Now it is time to get down and dirty with the installation. I urge you to read the book "Wiring unlimited" by Margreet Leeftink
first. There is also a german edition available. It will tell you all about cable sizes, connections, tools etc. The higher you go with the amperes, the more critical becomes the wiring. For the really big motor homes the only reasonable choice is anyway to go to a 24V or 48V installation to reduce the danger. But stretching 12V systems to support 3000W inverters is a risky business. 3000/12V means 250A will flow through the wires. A rule of thumb (the book has more detailed formulas) says, that for short distances you can divide the amperes by 3 to get the mm2 needed. In this case we are around 85mm2 for the copper wires to the inverter.

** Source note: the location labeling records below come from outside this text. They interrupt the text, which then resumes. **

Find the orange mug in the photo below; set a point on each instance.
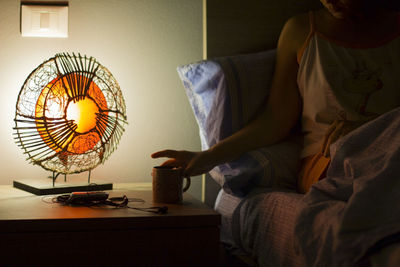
(168, 184)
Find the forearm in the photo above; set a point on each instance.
(265, 130)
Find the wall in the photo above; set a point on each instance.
(141, 42)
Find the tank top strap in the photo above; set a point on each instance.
(310, 34)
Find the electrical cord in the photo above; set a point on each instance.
(117, 202)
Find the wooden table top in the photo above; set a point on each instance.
(24, 212)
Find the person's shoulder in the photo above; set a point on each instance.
(296, 29)
(299, 22)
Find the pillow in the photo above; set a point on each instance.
(226, 93)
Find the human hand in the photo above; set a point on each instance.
(192, 163)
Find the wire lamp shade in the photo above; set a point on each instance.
(70, 114)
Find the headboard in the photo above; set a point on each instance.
(237, 26)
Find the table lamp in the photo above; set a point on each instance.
(69, 118)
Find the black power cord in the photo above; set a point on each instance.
(88, 199)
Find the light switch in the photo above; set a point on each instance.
(44, 21)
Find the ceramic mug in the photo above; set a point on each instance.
(168, 184)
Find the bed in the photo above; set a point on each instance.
(345, 220)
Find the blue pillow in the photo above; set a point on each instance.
(225, 94)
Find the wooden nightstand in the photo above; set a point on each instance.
(36, 232)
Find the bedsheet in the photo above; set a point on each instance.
(357, 205)
(338, 220)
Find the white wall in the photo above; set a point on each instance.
(141, 42)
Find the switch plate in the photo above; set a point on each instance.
(44, 21)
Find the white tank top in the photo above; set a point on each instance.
(357, 82)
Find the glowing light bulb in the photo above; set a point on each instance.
(83, 113)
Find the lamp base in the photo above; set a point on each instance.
(46, 188)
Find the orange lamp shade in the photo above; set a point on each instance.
(70, 114)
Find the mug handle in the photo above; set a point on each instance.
(187, 185)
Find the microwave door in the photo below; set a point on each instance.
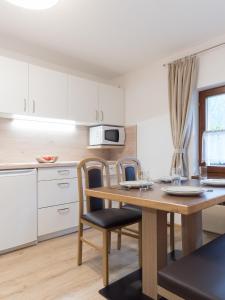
(112, 136)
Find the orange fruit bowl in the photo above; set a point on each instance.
(47, 159)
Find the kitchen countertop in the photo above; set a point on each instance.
(36, 165)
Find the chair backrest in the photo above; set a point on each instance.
(128, 169)
(92, 172)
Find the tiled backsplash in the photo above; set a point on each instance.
(22, 141)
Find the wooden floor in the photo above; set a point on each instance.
(48, 271)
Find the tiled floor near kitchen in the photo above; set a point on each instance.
(48, 271)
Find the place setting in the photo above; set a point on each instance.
(179, 186)
(144, 183)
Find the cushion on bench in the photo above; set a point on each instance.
(198, 276)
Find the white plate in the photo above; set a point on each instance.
(136, 183)
(183, 190)
(213, 182)
(168, 179)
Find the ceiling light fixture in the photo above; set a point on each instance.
(34, 4)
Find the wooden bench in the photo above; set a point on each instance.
(198, 276)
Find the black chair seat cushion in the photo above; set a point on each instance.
(135, 208)
(112, 217)
(198, 276)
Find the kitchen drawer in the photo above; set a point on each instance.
(56, 218)
(56, 192)
(56, 173)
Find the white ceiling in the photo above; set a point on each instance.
(111, 37)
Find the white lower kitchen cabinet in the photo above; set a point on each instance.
(56, 219)
(57, 197)
(18, 209)
(57, 192)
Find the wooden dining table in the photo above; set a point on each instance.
(155, 205)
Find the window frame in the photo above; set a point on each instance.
(213, 171)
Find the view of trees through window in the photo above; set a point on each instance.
(214, 135)
(215, 112)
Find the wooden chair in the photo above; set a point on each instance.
(100, 216)
(128, 169)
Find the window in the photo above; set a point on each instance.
(212, 130)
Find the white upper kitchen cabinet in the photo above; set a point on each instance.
(13, 86)
(111, 105)
(48, 90)
(83, 100)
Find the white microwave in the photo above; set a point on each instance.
(106, 135)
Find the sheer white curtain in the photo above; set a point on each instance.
(182, 79)
(213, 148)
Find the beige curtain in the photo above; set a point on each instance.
(182, 87)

Assuming a distance no longer than 1 or 2m between battery and inverter. Keep distances as short as possible. In extreme cases the position of consumers and generators on a bus bar should be taken into account and kept as close together as possible. One last scare: lets assume 2m of copper cable 70mm2 and 250A. The resitance is 0,017 * 2 / 70 == 0.00048Ohm. The formula to calculate the power loss is P = Ohm * ampare squared. In this case we experience a loss of 30W just within the cable. Now imagine a bad connection at the bus-bar or at the inverter resulting in an extra 0,001 Ohm. The loss is now 0,00148Ohm and multiplicated with 250A squared we get 92.85W!! This is called a fire hazard! If you plan to build a gas-free camper with induction range etc. I would recommend at least a 24v installation.
A few words about the installation cost. You need decent crimping and measurement tools (hydraulic, with pliers etc.) and you should ABSOLUTELY not try to save money on the installation material. For the reasons given above. You should calculate for materials like cables etc. at least 500 Euro. And when you buy bus bars etc.: Go an measure the cross section! you will find stuff that says 250 amps on the package but comes with a very thin metal plate - often not even using copper.
A very good source on wires and tools is Klauke Fachwissen: Verbindungstechnik und Pressformen. It shows all kinds of bad crimping and the reasons for them. I wish I had known it before rebuilding my wiring as I was fighting with overpressing (getting ears on the crimped object) due to cheap material. One thing that I do not yet understand is the performance of cables made of different amounts of single wire like in this picture from the Klauke paper. The Victron paper explicitly discourages the use of class 2-5 wire which sounds reasonable because with fewer wires the overall cross section becomes smaller due to the larger radius of the wires within the cable. But it stays unclear how big the loss in performance across the classes really is. The formula for performance loss in cables do not include this loss.
Forget your old crimping tool used to connect some wires on your car radio. It will not do. And watch out for the wiring sizes supported on your devices! Most smaller victron devices support max. 16mm2 cables!